A Phase I Randomized Trial of Topical Insulin for Glaucoma: Safety and Efficacy Outcomes.
Mariella Saludares, Zachary Wennberg-Smith, Gala Beykin, Tasneem Z Khatib, Mariana Nunez, QianQian Wang, Adriana Di Polo, Jeffrey L Goldberg
Abstract
Open AccessPurpose: Insulin is neuroprotective in mouse and nonhuman primate models of glaucoma. Here we evaluate the safety and efficacy of topical insulin in human patients with glaucoma. Methods: This prospective study of once-daily topical insulin for glaucoma was conducted in 2 parts: an open-label dose escalation phase evaluating low (100 units/mL) and high doses (500 units/mL), followed by a randomized masked trial comparing low- and high-dose topical insulin. The worse-affected eye served as the study eye while the contralateral eye served as a control. The primary endpoint was safety and tolerability, monitored by recording adverse events (AEs), intraocular pressure, and serum blood glucose and potassium levels.

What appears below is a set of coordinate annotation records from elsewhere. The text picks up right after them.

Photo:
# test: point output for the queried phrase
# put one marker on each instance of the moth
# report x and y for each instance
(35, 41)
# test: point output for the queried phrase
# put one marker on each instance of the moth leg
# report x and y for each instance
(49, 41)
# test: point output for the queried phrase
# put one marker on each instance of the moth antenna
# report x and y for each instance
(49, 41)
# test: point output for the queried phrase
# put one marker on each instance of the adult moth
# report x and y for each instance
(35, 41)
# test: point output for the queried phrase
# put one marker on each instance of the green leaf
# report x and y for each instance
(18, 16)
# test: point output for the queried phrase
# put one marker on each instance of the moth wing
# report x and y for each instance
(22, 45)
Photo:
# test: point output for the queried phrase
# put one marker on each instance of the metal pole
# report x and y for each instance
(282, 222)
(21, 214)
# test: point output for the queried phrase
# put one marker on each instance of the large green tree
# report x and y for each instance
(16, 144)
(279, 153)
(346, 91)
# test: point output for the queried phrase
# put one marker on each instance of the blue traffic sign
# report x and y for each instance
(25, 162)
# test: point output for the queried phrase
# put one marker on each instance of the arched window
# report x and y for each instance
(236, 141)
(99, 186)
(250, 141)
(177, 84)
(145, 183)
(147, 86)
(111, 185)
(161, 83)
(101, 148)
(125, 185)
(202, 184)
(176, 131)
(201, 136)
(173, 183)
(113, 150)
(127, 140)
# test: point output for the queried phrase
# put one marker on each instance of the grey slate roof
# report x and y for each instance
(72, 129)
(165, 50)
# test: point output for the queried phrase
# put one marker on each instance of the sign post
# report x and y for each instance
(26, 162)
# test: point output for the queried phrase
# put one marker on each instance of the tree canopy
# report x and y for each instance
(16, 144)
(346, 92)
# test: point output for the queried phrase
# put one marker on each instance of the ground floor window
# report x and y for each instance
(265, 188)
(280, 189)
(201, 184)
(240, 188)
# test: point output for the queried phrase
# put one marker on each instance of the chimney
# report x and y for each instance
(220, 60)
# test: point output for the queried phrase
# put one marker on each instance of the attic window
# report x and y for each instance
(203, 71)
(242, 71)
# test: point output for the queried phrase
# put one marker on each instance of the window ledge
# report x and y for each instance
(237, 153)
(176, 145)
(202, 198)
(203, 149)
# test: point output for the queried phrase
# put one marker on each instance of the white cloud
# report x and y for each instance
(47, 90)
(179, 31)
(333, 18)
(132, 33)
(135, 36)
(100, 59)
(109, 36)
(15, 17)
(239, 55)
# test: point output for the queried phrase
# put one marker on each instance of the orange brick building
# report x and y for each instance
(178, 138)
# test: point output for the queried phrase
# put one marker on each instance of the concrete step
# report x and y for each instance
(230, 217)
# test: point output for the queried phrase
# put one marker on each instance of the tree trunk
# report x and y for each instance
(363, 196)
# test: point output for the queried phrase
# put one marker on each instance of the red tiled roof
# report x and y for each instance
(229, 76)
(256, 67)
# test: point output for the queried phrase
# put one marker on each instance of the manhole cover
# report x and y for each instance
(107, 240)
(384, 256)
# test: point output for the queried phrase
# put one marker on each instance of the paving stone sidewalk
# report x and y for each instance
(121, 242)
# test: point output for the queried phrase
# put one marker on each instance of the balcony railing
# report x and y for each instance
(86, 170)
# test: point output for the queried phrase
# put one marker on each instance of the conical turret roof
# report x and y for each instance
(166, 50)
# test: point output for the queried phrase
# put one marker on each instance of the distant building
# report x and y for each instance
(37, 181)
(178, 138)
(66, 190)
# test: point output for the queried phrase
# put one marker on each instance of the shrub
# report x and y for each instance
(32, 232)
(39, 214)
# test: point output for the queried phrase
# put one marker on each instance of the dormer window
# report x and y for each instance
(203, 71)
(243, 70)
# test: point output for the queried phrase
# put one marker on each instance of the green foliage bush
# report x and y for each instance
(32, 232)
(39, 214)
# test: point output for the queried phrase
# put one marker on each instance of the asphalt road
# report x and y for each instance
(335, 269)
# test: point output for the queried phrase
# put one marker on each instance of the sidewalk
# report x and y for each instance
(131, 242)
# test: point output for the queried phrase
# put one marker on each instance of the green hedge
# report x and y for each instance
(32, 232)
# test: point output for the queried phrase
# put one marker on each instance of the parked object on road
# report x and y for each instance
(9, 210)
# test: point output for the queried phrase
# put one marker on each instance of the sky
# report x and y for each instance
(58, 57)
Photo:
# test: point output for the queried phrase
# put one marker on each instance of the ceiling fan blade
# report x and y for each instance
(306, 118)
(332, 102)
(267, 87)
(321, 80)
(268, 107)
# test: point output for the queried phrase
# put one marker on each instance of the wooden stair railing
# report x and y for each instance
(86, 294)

The secondary endpoints included structural and functional testing including visual acuity, 24-2 Humphrey visual field (HVF), OCT, and macular and peripapillary flavoprotein fluorescence (FPF). Results: Safety and tolerability were favorable for topical insulin at both doses, with no serious AEs. The most frequent AE was transient stinging, resolving almost immediately after application to the study eyes. Blood glucose levels remained consistently stable before and after insulin administration for all groups. In group 3, 5 of 15 study eyes showed an increase of average retinal nerve fiber layer (RNFL) thickness by ≥5 μm, compared with 0 of 12 fellow eyes from baseline to the 1-month visit (P = 0.0476). On average, study eyes showed a larger increase in RNFL thickness compared with fellow eyes (1.11 μm in fellow eyes vs. 2.50 μm in study eyes) with no evidence of cystoid edema, and no difference detected between the 2 dose levels. The RNFL increase reversed to baseline by 1 month after cessation of insulin treatment. There were no changes in HVF or FPF during a 4-week administration period. Conclusions: The application of topical insulin proved safe and well-tolerated among patients with glaucoma. Notably, 1 month of topical insulin led to a significant, reversible increase in RNFL thickness, indicating evidence for pharmacodynamic effect at the retina after topical delivery. These data support study initiation to evaluate topical insulin's neuroprotective or neuroenhancement effects. Financial Disclosures: Proprietary or commercial disclosure may be found in the Footnotes and Disclosures at the end of this article.